A French satirical magazine, whose offices were fire-bombed after it published cartoons mocking the prophet Mohammed, on Wednesday published a comic book biography of Islam's founder. The editor of Charlie Hebdo weekly has insisted that the new book, titled "The Life of Mohammed", was a properly researched and educational work prepared by a Franco-Tunisian sociologist. He said the idea for the comic book came to him in 2006 when a newspaper in Denmark published cartoons of Mohammed, later republished by Charlie Hebdo, drawing angry protests across the Muslim world.

Billboard announces the death of American singer Patti Page, one of the most popular artists of the 1950s.
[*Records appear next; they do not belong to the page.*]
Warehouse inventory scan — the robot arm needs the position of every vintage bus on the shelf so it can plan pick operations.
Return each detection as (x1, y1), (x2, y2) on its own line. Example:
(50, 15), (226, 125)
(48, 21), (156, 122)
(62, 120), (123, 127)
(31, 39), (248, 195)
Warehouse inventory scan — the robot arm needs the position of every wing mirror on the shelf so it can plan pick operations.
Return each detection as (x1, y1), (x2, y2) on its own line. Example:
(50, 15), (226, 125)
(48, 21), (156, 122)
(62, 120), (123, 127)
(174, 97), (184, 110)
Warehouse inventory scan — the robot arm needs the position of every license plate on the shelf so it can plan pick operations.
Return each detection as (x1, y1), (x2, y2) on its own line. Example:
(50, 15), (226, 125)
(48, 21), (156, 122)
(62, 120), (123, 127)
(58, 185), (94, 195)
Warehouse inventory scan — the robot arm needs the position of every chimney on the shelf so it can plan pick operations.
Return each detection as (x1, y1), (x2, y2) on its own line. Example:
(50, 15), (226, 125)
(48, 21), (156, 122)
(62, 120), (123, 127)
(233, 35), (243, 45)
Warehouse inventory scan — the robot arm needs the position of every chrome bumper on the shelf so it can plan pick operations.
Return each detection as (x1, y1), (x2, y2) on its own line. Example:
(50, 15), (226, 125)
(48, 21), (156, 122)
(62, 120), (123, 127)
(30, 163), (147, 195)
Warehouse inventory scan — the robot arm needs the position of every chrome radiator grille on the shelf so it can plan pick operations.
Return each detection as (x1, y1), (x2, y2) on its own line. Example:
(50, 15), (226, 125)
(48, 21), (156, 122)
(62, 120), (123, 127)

She was 85. Page recorded four US number-one hits, including “Tennessee Waltz” and the novelty record “(How Much Is That) Doggie In The Window”. She was to have been honoured with a Lifetime Achievement award at next month's Grammy ceremony.

Water, water everywhere -- just not in plastic bottles, says a town in the US state of Massachusetts. Boston Globe says a law passed by the town of Concord went into effect with the New Year, making single-serving bottles of water illegal. The ban is intended to encourage use of tap water and curb the worldwide problem of plastic pollution. It only applies to "non-sparkling, unflavoured drinking water." Soft drinks are exempt.

Ansa reports that the maternity ward at the Padua Hospital in northeastern Italy has stopped issuing bracelets that read “father” in favour of ones that read “partner” in order to accommodate lesbian parents. According to local media, the change was put into effect after a woman last month was waiting to visit her female companion who had just given birth.